- Résumé : Dans une famille démunie, le fils a un désir, la mère du zèle et le père est sur le point de recevoir un coup de pouce du destin…
« J’ai la solution mon fils ! s'excita Madame Tamarin,
- Ah bon ? s'étonna son fils Aurélien,
- Oui, aimes-tu ton père ?
- Bof, comme ci comme ça…
- Eh bien moi, pas davantage !
- Je sais…
- Sais-tu qu’il a souscrit une assurance vie qui résoudrait ton problème ?
- Ah oui ?
- Oui, en cas de décès accidentel, tu pourrais financer largement tes études et moi changer de vie…
- Intéressant ! On fait comment ?
- Eh bien, reste là, je m’en occupe… »
…Aussitôt dit aussitôt fait
Madame Tamarin s’approche du balcon auprès duquel Monsieur Tamarin rêvassait mollement. Il abordait la seconde phase de sa veillée tabagique, de plus en plus penché en avant pour admirer le paysage en dessous et son centre de gravité était apparemment si bas qu’il suffirait d’une poussée affectueuse, même légère, pour le faire basculer .
Sa résolution étant prise, elle prit donc du même coup son élan et, comme un athlète de haut niveau, se concentra pour imaginer le scénario.
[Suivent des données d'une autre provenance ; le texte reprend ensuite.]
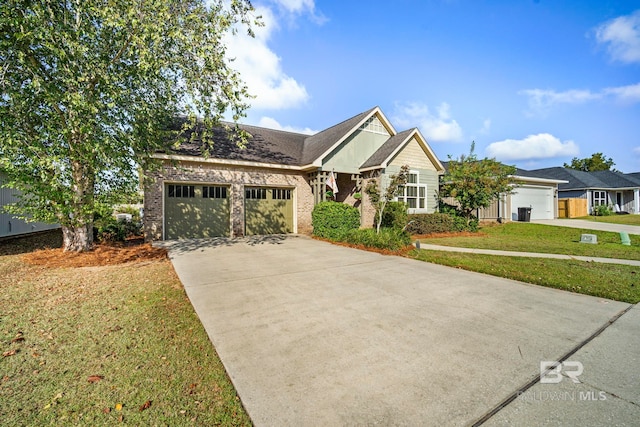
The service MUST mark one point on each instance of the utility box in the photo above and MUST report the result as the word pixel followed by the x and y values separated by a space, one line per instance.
pixel 589 238
pixel 624 238
pixel 524 214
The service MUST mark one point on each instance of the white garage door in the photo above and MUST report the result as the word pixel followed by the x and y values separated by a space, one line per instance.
pixel 540 199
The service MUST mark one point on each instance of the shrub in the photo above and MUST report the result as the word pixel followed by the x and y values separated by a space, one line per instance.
pixel 459 220
pixel 430 223
pixel 602 210
pixel 392 239
pixel 113 230
pixel 394 215
pixel 333 220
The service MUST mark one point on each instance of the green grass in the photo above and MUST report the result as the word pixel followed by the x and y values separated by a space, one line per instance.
pixel 130 324
pixel 614 219
pixel 611 281
pixel 529 237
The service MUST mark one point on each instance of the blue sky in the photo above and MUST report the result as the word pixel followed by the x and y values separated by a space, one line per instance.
pixel 533 82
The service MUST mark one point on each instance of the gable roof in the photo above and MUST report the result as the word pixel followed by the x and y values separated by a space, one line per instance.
pixel 616 179
pixel 263 145
pixel 388 150
pixel 318 146
pixel 294 150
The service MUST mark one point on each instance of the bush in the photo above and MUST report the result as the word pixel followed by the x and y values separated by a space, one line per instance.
pixel 602 210
pixel 392 239
pixel 333 220
pixel 430 223
pixel 394 215
pixel 113 230
pixel 459 221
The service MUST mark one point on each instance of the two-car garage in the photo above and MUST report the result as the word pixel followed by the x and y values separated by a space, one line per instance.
pixel 204 210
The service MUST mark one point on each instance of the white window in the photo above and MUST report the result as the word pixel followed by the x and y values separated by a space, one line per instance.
pixel 414 194
pixel 599 198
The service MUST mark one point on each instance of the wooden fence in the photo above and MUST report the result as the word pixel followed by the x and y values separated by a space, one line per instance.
pixel 572 208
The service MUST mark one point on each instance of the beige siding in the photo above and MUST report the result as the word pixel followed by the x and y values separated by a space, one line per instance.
pixel 236 177
pixel 354 151
pixel 428 177
pixel 413 154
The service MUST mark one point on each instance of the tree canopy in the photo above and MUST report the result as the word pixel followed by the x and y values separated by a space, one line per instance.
pixel 88 90
pixel 475 183
pixel 597 162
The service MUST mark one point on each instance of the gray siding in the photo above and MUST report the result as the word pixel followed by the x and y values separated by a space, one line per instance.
pixel 427 176
pixel 12 226
pixel 354 151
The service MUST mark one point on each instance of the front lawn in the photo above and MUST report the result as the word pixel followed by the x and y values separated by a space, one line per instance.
pixel 614 219
pixel 529 237
pixel 106 345
pixel 612 281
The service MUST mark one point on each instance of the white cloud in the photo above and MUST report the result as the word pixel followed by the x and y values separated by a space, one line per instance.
pixel 260 68
pixel 435 127
pixel 271 123
pixel 622 37
pixel 299 7
pixel 541 100
pixel 629 93
pixel 540 146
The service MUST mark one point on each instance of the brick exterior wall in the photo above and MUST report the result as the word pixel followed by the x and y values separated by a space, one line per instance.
pixel 236 177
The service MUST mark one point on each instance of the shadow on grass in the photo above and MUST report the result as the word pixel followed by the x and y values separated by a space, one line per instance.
pixel 193 245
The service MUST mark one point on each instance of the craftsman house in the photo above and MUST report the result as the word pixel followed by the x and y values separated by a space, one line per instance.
pixel 272 185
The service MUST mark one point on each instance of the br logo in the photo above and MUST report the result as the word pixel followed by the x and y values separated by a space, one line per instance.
pixel 552 372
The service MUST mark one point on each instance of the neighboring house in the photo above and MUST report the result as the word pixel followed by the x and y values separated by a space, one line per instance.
pixel 12 226
pixel 598 188
pixel 272 185
pixel 538 194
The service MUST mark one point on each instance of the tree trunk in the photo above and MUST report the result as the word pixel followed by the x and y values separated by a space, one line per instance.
pixel 77 234
pixel 77 238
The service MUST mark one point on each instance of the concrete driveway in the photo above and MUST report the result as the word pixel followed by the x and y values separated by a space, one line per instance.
pixel 317 334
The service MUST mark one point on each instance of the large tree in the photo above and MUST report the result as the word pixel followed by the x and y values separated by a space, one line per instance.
pixel 89 86
pixel 597 162
pixel 475 183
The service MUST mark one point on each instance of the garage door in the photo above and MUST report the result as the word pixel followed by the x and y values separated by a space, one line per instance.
pixel 268 211
pixel 195 211
pixel 540 199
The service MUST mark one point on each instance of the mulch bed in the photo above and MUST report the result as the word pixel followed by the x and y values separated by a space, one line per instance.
pixel 45 250
pixel 101 255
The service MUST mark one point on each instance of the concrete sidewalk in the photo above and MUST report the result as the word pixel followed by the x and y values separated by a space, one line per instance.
pixel 317 334
pixel 526 254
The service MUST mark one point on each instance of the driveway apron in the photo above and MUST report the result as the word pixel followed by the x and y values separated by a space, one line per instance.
pixel 317 334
Puis décidée, elle se propulsa les mains en avant pour donner cette légère impulsion qui provoquerait la bascule désirée.
A cet instant précis, Monsieur Tamarin, se baissa pour ramasser sa bouffarde en véritable écume made in China qui constituait la deuxième étape de sa soirée fumante. Elle venait de lui échapper des mains. Madame Tamarin avait pris son élan et rien ne pouvait désormais l’arrêter, au contraire.
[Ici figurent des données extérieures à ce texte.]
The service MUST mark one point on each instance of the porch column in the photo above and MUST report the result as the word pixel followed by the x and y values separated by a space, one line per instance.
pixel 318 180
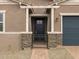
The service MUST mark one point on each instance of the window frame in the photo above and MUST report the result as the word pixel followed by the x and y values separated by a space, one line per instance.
pixel 3 22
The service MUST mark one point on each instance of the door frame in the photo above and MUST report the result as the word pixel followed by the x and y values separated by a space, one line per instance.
pixel 66 14
pixel 45 27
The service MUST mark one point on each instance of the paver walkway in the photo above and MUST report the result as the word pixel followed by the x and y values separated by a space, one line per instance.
pixel 39 53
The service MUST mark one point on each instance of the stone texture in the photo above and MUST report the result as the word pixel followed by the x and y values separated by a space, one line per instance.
pixel 54 40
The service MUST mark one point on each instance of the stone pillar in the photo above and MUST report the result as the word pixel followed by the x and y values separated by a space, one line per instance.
pixel 52 19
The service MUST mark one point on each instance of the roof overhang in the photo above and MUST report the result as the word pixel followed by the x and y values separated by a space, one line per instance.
pixel 39 6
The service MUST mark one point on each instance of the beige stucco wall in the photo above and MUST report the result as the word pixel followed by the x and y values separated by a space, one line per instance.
pixel 15 20
pixel 9 42
pixel 64 9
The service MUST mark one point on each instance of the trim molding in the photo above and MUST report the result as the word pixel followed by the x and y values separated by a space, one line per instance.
pixel 38 14
pixel 7 3
pixel 66 14
pixel 69 14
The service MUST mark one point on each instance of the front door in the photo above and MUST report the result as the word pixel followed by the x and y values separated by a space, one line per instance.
pixel 39 25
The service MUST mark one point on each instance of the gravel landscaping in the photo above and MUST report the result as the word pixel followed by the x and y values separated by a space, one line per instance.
pixel 23 54
pixel 59 53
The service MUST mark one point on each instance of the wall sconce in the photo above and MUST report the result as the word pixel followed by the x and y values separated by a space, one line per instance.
pixel 57 19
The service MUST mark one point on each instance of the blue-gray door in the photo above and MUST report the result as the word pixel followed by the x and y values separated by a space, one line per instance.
pixel 71 30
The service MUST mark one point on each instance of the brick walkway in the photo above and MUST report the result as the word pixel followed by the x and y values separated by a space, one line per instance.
pixel 39 53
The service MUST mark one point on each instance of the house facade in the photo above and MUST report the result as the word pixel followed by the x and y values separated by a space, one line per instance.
pixel 25 23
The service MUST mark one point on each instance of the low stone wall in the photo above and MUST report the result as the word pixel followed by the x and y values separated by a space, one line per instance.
pixel 54 40
pixel 26 40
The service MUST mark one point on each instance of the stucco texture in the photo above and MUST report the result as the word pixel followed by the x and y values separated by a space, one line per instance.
pixel 63 9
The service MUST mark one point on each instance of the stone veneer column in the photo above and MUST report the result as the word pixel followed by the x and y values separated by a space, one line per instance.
pixel 52 19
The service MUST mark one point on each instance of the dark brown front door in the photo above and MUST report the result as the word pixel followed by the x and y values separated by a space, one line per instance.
pixel 39 28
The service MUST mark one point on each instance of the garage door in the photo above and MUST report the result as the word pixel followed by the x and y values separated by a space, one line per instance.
pixel 71 30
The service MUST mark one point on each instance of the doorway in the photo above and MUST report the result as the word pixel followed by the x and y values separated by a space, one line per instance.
pixel 39 29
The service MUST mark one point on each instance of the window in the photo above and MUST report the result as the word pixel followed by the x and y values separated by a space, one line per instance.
pixel 39 21
pixel 2 18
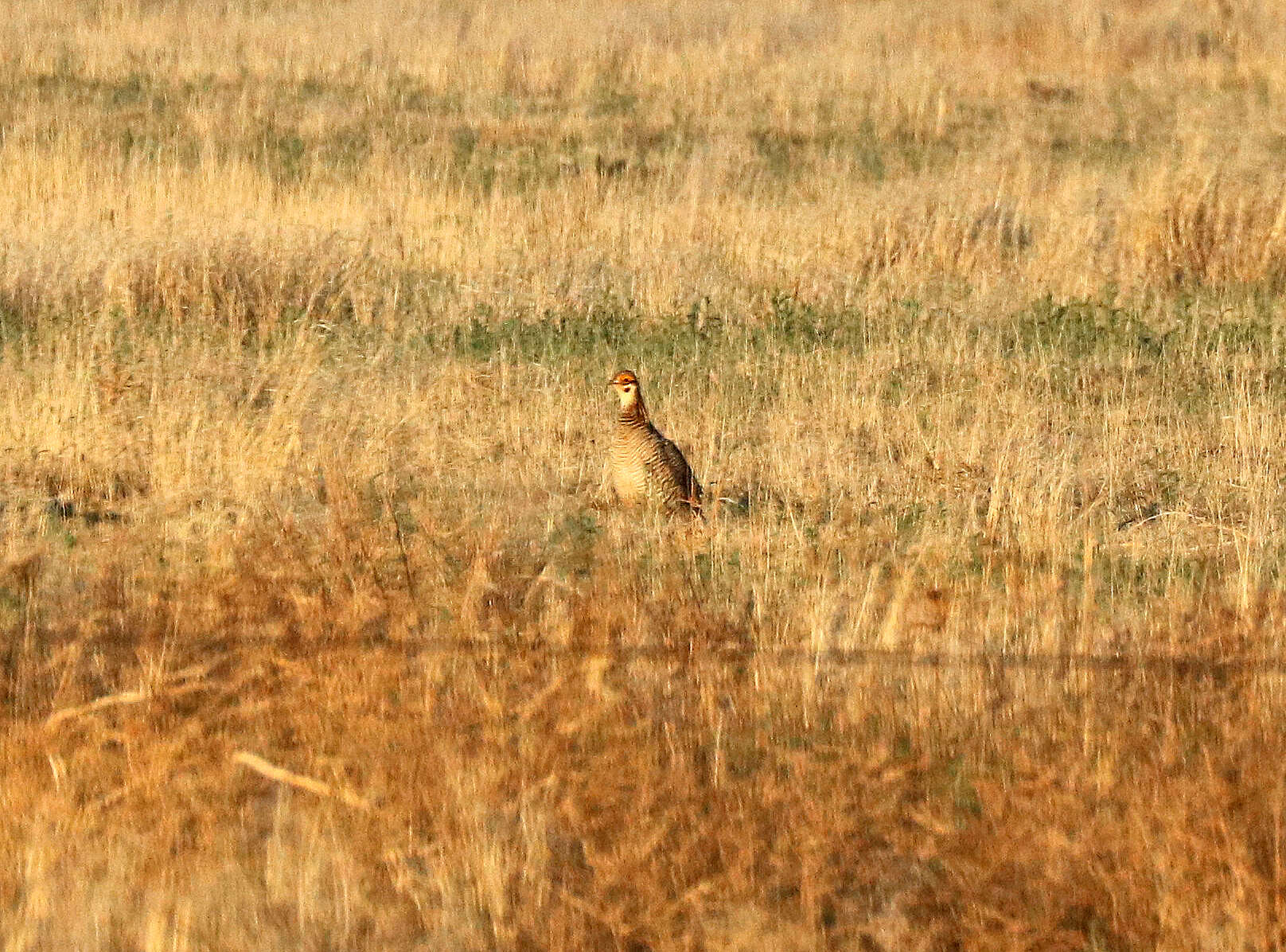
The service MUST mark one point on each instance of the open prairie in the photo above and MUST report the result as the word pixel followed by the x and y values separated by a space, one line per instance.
pixel 319 633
Elle épousa le dos de son époux qui fit tremplin à l’horizontale tandis que, la seconde d’après, le mouvement de relève de Monsieur fit office d’une catapulte qui la projeta vers les cieux dans un plongeon de belle facture.
Dès lors Madame Tamarin s’envoya en l’air pour la première fois de sa vie de femme. Elle fit un superbe vol plané qui la propulsa dans le vide avec une suite d’onomatopées sans équivoque sur son état extatique. Puis, cinq étages plus bas, elle s’écrasa sur le sol .
Elle produisit un ultime ahanement modulé qui se termina par un sobre spasme en forme de shplafm qui en disait long sur son étonnement et rompit ainsi la monotonie du brouhaha qui montait de la ville. La pipe de Monsieur Tamarin avait rebondi sur le balcon: elle suivit le mouvement de Madame Tamarin pour faire un bruit légèrement différent, comme un ting tintinabulé produit par la brisure de la fausse porcelaine quand elle se cassa en plusieurs morceaux sur le grès du trottoir.
Un observateur averti put ainsi constater un étrange paradoxe. Madame Tamarin avait cassé la pipe de Monsieur et, bizarrement, c’est elle qui décéda.
Ce qui prouve qu’il est nécessaire de posséder sa propre pipe pour la casser d’une part, alors qu’un curieux phénomène de dissociation subsiste entre la pipe et la mort d’autre part. Les gens circonspects en concluront qu’on ne joue pas impunément avec les mots, surtout quand ceux qui traduisent la mort prennent vie et la trahissent donc…
Le fiston éploré accourut et se rendit compte que ses rêves de gloire venaient de se briser net. La preuve était faite que le zèle du désir n’était pas suffisamment porteur pour faire voler une femme d’une cinquantaine de kilos.
Monsieur Tamarin le sortit de sa torpeur hébétée en lui apportant un réconfort inattendu :
« Sais-tu fiston que tu as une sacrée chance ? J’ai souscris ce matin même une assurance vie sur la tête de ta mère…Nous allons pouvoir changer d’appartement… »
Emu, le fiston remercia son daddy tandis que son destin venait de basculer et que le balcon avait changé d’âme, pensa-t-il en paraphrasant ce bon Jean de la Fontaine.